Раза два за наш последний проведенный вместе месяц, отмеченный относительно дружеским расположением Зипа, я набирался смелости и говорил ему: нужно подумать о том, чтобы когда-нибудь его коллекция оказалась в архиве. Он слабел на глазах, а потому я воздерживался от таких слов, как волеизъявление или завещание, но он прекрасно понимал, о чем я веду речь.
— Не волнуйся, — отвечал он, — Я обо всем позаботился.
— Понятно, — сказал я. Но что было у него в голове? — Отличный архив есть в Калифорнийском университете, — сказал я, — Они бы с удовольствием взяли ваши фильмы.
— Конечно-конечно. А знаешь, кто еще их с удовольствием взял бы? Эти проклятые сироты.
— Правда?
— Уж не сомневайся. Но я им не позволю наложить руки на картины Макса, точно тебе говорю.
— Если вы поместите свою коллекцию в архив, то можете быть уверены…
Зип отбрил меня:
— Я тебе говорю, что обо всем позаботился.

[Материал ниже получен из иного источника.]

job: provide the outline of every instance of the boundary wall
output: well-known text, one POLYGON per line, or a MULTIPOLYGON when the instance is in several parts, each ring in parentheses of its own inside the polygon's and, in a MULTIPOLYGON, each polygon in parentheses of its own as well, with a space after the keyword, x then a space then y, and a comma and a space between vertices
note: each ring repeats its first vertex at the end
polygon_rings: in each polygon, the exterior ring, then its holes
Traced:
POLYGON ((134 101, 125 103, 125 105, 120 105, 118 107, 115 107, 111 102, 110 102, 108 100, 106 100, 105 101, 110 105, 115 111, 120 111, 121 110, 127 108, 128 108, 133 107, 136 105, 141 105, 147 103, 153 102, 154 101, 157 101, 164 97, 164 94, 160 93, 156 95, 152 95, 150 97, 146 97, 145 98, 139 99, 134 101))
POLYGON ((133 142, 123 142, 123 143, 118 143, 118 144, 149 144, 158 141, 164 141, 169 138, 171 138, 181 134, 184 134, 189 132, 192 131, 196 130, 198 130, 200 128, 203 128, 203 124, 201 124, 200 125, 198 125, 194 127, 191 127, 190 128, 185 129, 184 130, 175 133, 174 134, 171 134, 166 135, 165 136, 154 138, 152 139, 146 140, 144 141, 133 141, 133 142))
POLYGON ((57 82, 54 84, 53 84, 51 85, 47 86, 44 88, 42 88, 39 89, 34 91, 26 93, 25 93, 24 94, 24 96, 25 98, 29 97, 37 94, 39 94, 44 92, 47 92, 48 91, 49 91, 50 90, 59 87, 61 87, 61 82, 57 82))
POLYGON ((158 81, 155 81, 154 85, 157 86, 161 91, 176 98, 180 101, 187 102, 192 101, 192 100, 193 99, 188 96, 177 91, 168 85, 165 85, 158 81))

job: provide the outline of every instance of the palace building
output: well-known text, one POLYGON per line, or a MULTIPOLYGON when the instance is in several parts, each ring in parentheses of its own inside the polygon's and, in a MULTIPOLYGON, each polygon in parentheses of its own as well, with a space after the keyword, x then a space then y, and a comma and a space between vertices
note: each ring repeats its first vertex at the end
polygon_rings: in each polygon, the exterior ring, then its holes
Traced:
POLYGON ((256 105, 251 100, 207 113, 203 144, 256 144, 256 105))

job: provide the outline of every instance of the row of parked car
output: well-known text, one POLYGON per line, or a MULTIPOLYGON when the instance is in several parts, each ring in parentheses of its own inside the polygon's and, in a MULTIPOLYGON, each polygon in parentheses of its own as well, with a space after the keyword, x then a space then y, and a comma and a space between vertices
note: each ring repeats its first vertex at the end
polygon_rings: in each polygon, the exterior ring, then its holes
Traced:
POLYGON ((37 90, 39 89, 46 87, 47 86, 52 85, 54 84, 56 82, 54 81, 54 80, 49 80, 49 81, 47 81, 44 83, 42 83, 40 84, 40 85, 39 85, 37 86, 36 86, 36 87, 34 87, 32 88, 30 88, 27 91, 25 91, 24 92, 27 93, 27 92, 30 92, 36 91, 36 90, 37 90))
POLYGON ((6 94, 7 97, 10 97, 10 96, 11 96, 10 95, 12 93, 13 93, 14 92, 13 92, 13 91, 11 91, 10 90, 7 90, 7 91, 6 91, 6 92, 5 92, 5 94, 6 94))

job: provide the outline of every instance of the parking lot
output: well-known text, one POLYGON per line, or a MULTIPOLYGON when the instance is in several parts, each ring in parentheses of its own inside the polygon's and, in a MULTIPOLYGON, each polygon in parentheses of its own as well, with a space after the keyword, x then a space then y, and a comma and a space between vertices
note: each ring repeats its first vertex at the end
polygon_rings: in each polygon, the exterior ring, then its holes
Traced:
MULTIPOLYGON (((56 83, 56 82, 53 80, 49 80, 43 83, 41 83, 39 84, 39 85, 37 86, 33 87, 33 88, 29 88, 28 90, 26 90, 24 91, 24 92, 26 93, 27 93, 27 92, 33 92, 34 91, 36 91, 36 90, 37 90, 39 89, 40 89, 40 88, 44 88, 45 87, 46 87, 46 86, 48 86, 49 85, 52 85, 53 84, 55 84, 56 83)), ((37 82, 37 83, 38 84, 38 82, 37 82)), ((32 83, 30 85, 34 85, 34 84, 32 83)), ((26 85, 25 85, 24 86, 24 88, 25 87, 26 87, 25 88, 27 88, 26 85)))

Дальше этого наш разговор — за неделю до его смерти — не зашел. Потом я чувствовал, что должно пройти какое-то время, прежде чем заговорить об этом с Франни. А пока нужно было позаботиться о похоронах Зипа. Франни вроде бы держала все в своих руках. Смерть Зипа не застала ее врасплох — последние лет пятнадцать она наблюдала за ее неуклонным приближением.

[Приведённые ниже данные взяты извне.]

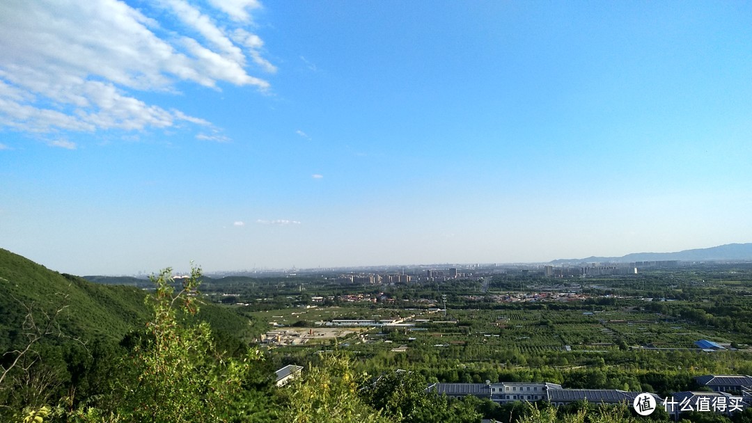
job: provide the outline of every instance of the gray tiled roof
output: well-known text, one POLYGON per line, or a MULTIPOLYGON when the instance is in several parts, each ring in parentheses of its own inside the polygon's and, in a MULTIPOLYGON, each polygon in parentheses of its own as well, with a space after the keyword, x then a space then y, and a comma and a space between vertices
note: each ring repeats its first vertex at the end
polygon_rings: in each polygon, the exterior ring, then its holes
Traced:
POLYGON ((752 376, 745 375, 705 375, 695 378, 705 386, 752 386, 752 376))
POLYGON ((299 372, 302 370, 303 370, 303 367, 301 366, 296 366, 295 364, 287 364, 287 366, 274 372, 274 374, 277 375, 277 382, 282 380, 283 379, 287 377, 292 373, 299 372))
POLYGON ((571 402, 587 400, 590 403, 618 403, 632 401, 641 392, 627 392, 619 389, 549 389, 548 400, 571 402))
POLYGON ((428 391, 449 396, 491 396, 491 387, 485 383, 434 383, 428 387, 428 391))

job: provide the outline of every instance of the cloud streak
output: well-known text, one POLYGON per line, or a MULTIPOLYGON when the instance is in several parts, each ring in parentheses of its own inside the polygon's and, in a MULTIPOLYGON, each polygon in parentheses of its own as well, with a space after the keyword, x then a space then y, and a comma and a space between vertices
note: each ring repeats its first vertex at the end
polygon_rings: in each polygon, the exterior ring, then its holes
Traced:
POLYGON ((0 126, 32 133, 207 127, 138 97, 175 92, 186 82, 269 89, 247 71, 249 62, 276 70, 262 56, 261 39, 242 28, 258 2, 212 0, 217 8, 205 10, 186 0, 157 4, 162 9, 117 0, 0 2, 0 126), (174 19, 144 14, 165 11, 174 19), (220 26, 214 16, 223 14, 231 20, 220 26))

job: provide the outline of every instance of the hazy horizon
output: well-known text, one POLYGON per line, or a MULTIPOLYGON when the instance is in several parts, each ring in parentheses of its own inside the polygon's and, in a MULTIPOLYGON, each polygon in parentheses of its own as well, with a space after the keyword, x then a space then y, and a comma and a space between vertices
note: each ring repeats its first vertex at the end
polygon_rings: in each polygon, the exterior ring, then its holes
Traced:
POLYGON ((0 4, 0 247, 78 275, 752 240, 752 4, 0 4))

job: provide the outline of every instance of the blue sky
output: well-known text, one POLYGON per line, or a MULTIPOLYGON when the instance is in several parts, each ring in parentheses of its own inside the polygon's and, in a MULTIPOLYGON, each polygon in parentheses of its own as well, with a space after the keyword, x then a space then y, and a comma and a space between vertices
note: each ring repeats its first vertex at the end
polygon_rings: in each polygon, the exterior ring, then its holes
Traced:
POLYGON ((752 241, 749 2, 11 0, 0 247, 75 274, 752 241))

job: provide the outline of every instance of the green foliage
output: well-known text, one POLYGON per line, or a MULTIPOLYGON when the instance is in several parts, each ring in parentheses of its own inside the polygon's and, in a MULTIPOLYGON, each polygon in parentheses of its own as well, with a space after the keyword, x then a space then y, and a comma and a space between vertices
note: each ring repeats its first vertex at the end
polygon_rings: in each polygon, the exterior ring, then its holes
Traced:
POLYGON ((479 421, 476 411, 480 400, 467 397, 462 400, 450 400, 426 391, 426 379, 415 372, 390 372, 380 377, 365 389, 362 395, 376 409, 397 422, 472 423, 479 421))
POLYGON ((147 325, 145 346, 136 346, 128 365, 138 375, 123 383, 117 413, 132 421, 211 422, 244 417, 234 406, 250 364, 258 355, 226 359, 214 348, 209 325, 180 323, 178 312, 199 310, 201 270, 193 268, 174 294, 170 269, 153 278, 153 295, 147 299, 154 319, 147 325))
POLYGON ((326 355, 319 366, 285 387, 287 407, 280 421, 290 423, 388 423, 391 420, 358 394, 367 377, 356 373, 345 357, 326 355))

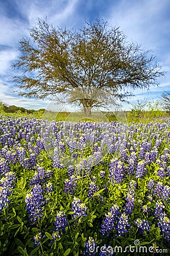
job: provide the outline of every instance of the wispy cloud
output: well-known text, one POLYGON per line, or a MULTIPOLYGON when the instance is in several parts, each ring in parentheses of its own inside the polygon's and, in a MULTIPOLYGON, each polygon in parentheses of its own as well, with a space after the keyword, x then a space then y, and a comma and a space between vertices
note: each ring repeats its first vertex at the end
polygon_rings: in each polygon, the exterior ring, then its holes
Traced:
MULTIPOLYGON (((13 92, 16 85, 11 81, 10 67, 16 59, 18 41, 29 35, 37 18, 46 16, 55 26, 79 27, 84 20, 96 17, 119 26, 128 36, 151 49, 158 61, 167 71, 159 80, 160 86, 151 87, 149 92, 135 90, 134 100, 158 98, 170 90, 170 17, 169 0, 6 0, 0 1, 0 100, 10 105, 41 108, 48 101, 25 99, 13 92)), ((124 105, 125 108, 127 107, 124 105)))

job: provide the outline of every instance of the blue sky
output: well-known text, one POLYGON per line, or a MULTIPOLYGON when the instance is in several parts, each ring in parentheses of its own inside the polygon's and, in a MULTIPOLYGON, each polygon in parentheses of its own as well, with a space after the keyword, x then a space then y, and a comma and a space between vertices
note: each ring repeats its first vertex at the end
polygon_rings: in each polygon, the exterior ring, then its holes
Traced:
MULTIPOLYGON (((152 50, 163 69, 165 77, 149 92, 136 90, 131 100, 159 99, 170 91, 169 0, 0 0, 0 101, 27 109, 45 108, 48 101, 18 96, 11 65, 18 55, 18 42, 28 36, 28 29, 37 18, 55 26, 79 28, 84 21, 100 18, 109 25, 118 26, 129 41, 152 50)), ((130 108, 126 104, 124 109, 130 108)))

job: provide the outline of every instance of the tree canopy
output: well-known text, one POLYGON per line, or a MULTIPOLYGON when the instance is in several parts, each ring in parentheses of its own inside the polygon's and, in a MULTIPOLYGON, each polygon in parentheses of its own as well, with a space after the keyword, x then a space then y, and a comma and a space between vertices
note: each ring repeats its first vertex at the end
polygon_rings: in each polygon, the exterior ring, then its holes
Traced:
POLYGON ((164 110, 170 112, 170 92, 165 92, 162 95, 160 103, 164 110))
POLYGON ((103 20, 69 30, 39 19, 29 35, 19 42, 20 55, 13 65, 22 71, 14 79, 23 96, 64 93, 86 112, 100 105, 98 90, 105 92, 100 104, 107 95, 123 101, 132 95, 129 88, 149 89, 164 74, 155 57, 103 20))

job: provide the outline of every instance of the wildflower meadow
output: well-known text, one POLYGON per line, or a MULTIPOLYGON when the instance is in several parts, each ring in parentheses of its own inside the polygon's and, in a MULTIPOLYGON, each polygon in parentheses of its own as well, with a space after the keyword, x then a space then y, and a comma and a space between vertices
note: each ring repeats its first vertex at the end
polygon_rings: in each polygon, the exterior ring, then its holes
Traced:
POLYGON ((0 255, 170 255, 169 144, 168 119, 1 116, 0 255))

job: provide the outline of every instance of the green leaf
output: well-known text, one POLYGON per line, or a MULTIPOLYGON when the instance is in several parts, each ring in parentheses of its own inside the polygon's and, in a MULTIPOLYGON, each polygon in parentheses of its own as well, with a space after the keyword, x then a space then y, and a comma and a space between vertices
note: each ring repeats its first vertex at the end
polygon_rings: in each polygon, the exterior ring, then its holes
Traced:
POLYGON ((70 253, 71 249, 69 248, 63 254, 63 256, 67 256, 67 255, 69 255, 70 253))
POLYGON ((16 212, 15 212, 15 210, 14 208, 12 208, 12 211, 13 211, 13 212, 14 212, 14 217, 15 217, 15 216, 16 216, 16 212))
POLYGON ((102 189, 99 190, 99 191, 96 192, 94 195, 94 196, 98 196, 100 194, 101 192, 102 192, 102 191, 103 191, 105 189, 105 188, 102 188, 102 189))
POLYGON ((91 227, 93 226, 93 224, 91 222, 87 222, 87 224, 89 226, 91 227))
POLYGON ((52 240, 53 239, 52 236, 49 233, 45 232, 45 236, 46 236, 46 237, 47 237, 48 239, 50 239, 50 240, 52 240))
POLYGON ((9 227, 9 229, 16 229, 16 228, 18 228, 20 226, 20 224, 12 225, 12 226, 9 227))
POLYGON ((19 222, 19 223, 20 223, 22 224, 22 221, 20 217, 19 216, 17 216, 16 218, 17 218, 17 220, 18 220, 18 221, 19 222))
POLYGON ((20 252, 20 253, 22 253, 22 255, 23 255, 25 253, 24 250, 20 246, 18 246, 17 247, 18 251, 20 252))

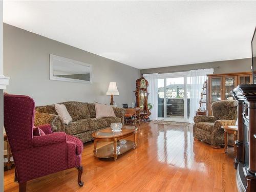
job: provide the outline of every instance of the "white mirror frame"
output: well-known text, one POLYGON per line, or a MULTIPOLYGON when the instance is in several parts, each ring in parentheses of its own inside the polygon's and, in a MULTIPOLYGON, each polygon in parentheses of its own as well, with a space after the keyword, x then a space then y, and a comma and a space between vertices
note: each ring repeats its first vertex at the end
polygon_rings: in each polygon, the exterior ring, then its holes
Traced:
POLYGON ((50 54, 50 80, 54 80, 61 81, 79 82, 83 83, 92 83, 92 65, 83 62, 78 61, 75 60, 60 57, 51 54, 50 54), (57 59, 65 62, 73 63, 75 65, 80 65, 90 67, 90 81, 88 81, 80 79, 71 79, 70 78, 54 76, 53 75, 53 60, 55 59, 57 59))

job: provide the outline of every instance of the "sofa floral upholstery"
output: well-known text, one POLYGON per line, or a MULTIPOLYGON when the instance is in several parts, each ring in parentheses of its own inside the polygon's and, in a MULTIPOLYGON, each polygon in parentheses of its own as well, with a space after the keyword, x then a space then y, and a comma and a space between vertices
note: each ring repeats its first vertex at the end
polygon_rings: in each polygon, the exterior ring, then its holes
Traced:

На следующий после смерти Зипа день она позвонила и сказала, что устраивает маленькую церемонию в его память и приглашает меня с Клер и Шарки. Я полагал, что мы соберемся в местной похоронной конторе, но она назвала другое место — в пустыне близ Барстоу. «Почему там?» — спросил я. Она сказала, что у Зипа есть клочок земли — там упокоилась его мать, которая влачила свои последние годы в доме Зипа. Он тоже хотел лежать там.
Дорога заняла три часа, а последние пятьдесят миль мы ехали по мохавским грунтовкам{177}. Оказалось, что Зип владел необработанным клочком поросшей кустарником пустыни, помеченным только остатками проволочного забора и табличкой «Частная собственность». Большая часть окружающей территории была обозначена как артиллерийский полигон ВВС. На таких землях люди бросают свои старые машины. В нескольких сотнях ярдов за границей участка, у серых кустиков, стояли несколько сараев и передвижных домиков. Не было заметно, чтобы участок использовался как-то еще — только в качестве места захоронения. Может быть, Зип именно это и имел в виду.
Когда мы добрались, на участке уже стояло несколько машин; одна из них — простой фургон, который, видимо, служил катафалком. На антенне вилась темная траурная ленточка. С десяток человек собрались у холмика земли, на котором стоял дешевый деревянный гроб в окружении цветов. Франни одела обтягивающее черное платье с отливом. Большинство собравшихся были японцами. Среди них я узнал Йоси с двумя его сыновьями — все в черных костюмах на этой жуткой жаре.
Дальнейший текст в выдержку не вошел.